Our meal began with Chef Suzuki’s signature starter of seared big eye tuna and seasonal vegetables served with spicy grated daikon in ponzu sauce (a mixture of lemon and soy sauce). A classic dish, it was beautifully garnished with a thin slice of taro stem — something I’d never seen before. Following the tuna was an extravagant plate of sashimi, which included egg-yolk-dusted marinated tuna, toro (fatty tuna) and fluke liver wrapped with live fluke sashimi and then wrapped in leaves.
One of my favorite courses was the hassun, a traditional plate of bite-sized treats that change daily. We were served slices of grilled turban shell clam, butterbur flower tempura — a slightly bitter, but delicious, winter vegetable; and cooked blowfish jelly. The precision and beauty of the presentation made it all the more delicious. Next we received a bowl of cooked seasonable vegetables (takiawase) that included kabocha, carrot, taro, bamboo shoot, broccoli rabe, eggplant, nama yuba (tofu skin), and nama fu (wheat gluten cake). While this looks like a simple dish of cooked vegetables, preserving the essence and unity of flavors in preparation is no small feat.
Because it was a cold day, we were next served a monkfish hot pot with tofu, seasonal vegetables and mushrooms on a portable Japanese clay cooking stove.

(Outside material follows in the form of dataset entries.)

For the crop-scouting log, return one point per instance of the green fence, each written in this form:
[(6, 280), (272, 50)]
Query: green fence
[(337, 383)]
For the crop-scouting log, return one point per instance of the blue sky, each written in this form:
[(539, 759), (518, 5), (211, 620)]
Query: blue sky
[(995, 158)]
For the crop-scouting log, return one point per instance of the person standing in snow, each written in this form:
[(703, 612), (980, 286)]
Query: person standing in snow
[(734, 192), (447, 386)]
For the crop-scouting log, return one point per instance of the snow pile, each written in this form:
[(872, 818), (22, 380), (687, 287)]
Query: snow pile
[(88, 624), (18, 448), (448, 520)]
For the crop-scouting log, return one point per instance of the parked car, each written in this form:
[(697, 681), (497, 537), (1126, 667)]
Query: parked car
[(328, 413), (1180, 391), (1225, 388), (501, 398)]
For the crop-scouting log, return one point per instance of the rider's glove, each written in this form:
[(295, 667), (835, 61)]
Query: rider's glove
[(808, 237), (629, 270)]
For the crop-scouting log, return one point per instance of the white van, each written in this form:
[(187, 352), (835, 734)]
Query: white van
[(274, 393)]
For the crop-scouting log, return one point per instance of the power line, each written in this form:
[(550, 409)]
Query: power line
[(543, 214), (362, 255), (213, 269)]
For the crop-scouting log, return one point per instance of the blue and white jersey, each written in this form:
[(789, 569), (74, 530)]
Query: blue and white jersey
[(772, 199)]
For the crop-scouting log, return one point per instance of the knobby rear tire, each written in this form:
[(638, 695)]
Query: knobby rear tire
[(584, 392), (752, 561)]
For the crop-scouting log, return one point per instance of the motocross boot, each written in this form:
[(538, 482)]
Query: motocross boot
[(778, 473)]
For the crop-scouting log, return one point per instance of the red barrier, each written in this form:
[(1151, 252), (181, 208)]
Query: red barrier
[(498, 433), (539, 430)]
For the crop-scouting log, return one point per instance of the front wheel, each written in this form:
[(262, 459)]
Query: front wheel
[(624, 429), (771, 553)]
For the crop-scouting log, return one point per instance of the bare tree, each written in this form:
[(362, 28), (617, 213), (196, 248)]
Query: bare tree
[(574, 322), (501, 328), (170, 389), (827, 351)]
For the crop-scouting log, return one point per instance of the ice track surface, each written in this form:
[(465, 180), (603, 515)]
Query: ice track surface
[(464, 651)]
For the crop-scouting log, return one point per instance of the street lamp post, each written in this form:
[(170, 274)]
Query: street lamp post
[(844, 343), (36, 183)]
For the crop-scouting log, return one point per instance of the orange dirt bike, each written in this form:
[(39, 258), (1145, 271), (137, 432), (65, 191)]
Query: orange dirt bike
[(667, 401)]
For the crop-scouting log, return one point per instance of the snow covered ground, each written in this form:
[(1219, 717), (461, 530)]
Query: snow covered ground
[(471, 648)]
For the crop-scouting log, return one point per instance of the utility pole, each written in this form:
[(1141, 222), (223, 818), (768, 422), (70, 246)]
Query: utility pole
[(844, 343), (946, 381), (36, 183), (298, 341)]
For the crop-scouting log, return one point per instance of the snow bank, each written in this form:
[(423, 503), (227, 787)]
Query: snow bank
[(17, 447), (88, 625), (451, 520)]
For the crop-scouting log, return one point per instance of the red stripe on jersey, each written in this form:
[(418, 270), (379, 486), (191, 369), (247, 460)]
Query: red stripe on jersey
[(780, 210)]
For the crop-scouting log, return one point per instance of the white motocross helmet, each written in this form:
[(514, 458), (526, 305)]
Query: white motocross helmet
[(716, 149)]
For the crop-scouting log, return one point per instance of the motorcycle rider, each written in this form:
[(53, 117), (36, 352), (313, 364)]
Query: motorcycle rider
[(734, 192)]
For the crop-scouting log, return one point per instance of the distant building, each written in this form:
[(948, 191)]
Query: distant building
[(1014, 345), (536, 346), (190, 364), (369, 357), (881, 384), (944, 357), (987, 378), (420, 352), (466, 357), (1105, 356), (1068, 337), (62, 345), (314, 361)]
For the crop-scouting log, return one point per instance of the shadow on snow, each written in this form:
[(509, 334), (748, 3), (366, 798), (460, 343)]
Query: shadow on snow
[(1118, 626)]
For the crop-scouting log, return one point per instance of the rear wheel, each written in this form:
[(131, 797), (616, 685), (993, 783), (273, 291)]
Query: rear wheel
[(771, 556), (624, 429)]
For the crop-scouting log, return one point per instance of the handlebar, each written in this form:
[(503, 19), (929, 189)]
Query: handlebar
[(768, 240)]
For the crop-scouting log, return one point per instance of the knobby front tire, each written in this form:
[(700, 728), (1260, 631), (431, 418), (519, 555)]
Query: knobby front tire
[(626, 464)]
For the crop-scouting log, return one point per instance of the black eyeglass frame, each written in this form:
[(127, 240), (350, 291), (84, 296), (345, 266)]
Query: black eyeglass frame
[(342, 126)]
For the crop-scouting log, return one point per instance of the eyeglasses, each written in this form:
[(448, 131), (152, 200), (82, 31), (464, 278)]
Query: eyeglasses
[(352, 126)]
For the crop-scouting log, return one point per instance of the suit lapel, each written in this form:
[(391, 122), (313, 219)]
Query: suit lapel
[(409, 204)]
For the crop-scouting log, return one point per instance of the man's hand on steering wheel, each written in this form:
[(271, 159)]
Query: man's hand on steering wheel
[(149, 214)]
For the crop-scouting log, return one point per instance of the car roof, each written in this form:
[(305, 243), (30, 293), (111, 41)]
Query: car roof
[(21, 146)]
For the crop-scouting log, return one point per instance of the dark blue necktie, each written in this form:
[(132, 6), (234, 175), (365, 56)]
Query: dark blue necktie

Last but not least was the chef’s selection of sushi. We were handed piece after piece of fish carefully paired with homemade sauces — a good variety derived from vinegars, soy mirin and other sauces. I was stuffed by then but could never refuse sushi.
The Japanese say there’s a separate stomach, called betsubara, reserved for dessert. So, despite our protests, he insisted that we have dessert, and we ultimately agreed to share one. The homemade sorbets — white guava and cactus fruit — were superb! This sorbet reminded me of the guava I grew up on in Taiwan. You even get the gritty texture of the pulp in the ice.
I would enjoy Chef Suzuki’s company and conversation any day. The fact that he’s a master sushi chef just sweetens the deal.